(Bloomberg) -- Ukraine reached a preliminary agreement with the International Monetary Fund on a fresh disbursement of aid as part of a broader loan program to the war-battered nation. 

The staff-level agreement, which is subject to approval by the IMF’s board, paves the way for Ukraine to receive some $900 million next month. IMF officials signed off on the accord following talks in Vienna on Tuesday, saying Kyiv had met its performance criteria. 

The IMF and Ukraine forged a loan agreement for $15.6 billion over the next four years in late March after the Washington-based lender changed its rules to be able to lend to a nation at war for the first time in its 77-year history. The program aimed to support Ukraine’s economy and preserve its institutions amid the devastation of Russian invasion. 

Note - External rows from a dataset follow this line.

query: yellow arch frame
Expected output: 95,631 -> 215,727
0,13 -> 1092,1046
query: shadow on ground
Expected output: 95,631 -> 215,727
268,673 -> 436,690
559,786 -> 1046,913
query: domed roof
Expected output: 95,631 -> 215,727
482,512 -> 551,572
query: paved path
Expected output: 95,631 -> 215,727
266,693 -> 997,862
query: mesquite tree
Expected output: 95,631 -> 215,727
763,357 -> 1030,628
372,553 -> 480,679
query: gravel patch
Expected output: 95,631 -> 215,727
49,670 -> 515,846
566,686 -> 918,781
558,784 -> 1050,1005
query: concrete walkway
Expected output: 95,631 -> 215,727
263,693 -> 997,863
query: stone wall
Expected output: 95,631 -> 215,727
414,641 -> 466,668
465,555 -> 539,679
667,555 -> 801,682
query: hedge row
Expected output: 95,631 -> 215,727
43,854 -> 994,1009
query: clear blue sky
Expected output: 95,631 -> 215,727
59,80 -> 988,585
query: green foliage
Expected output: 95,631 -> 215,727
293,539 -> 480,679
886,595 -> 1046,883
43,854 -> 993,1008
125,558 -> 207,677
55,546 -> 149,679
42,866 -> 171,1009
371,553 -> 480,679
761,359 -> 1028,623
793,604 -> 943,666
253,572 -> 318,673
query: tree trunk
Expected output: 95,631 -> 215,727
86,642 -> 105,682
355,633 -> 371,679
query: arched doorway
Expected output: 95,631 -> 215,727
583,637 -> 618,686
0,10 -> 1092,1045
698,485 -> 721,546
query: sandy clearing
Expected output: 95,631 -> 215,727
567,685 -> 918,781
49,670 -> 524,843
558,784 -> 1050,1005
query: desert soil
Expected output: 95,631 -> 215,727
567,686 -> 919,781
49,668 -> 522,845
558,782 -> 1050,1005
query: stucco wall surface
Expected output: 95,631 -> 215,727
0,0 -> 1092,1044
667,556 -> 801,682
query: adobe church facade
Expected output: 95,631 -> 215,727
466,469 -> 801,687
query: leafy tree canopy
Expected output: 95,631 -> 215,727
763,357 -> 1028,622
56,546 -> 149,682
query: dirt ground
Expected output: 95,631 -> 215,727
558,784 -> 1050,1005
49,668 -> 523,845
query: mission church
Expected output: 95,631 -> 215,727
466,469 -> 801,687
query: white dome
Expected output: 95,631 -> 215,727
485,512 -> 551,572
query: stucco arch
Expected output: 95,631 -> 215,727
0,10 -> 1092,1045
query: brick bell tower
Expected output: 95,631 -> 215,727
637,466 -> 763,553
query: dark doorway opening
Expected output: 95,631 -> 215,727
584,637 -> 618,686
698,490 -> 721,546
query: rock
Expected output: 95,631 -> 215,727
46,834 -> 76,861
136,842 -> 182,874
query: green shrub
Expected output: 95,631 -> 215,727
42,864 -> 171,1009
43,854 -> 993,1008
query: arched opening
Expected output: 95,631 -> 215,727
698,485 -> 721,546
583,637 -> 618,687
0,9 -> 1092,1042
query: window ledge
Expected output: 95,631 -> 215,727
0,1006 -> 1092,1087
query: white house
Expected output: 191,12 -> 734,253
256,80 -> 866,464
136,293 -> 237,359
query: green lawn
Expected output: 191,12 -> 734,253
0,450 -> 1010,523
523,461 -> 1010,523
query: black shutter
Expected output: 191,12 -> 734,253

“The Ukraine economy is showing remarkable resilience and recent economic developments point to a gradual economic recovery in 2023, although the outlook remains highly uncertain as exceptionally high war-related uncertainty persists,” the IMF said in a statement.

In exchange for aid, the government in Kyiv committed to a slate of measures including improved tax collection, shielding the central bank’s independence and restoring online declarations for officials and lawmakers as a part of a drive to tackle corruption.

“Overall, macroeconomic and financial stability have been maintained, thanks to prudent policymaking as well as continuous and timely external support,” the IMF said, stressing the risk of a ballooning deficit. 

The lender urged Ukraine to focus on revenue collection. Earlier this week, the parliament in Kyiv moved forward legislation that removes tax relief for small-business owners that was introduced after Russia’s invasion began last year, a step that’s a condition for further IMF aid. 

The IMF lauded the “remarkable resilience” Ukraine showed, recovering rapidly from large scale air strikes on the nation’s infrastructure. It upgraded its outlook for the country’s economic growth to between 1% and 3% this year, up from a range that forecast a 3% contraction to 1% growth. 

Kyiv also pledged to move gradually to a more flexible exchange rate, while easing off foreign-currency controls. It will also provide a better assessment of its banks and continue a campaign against graft.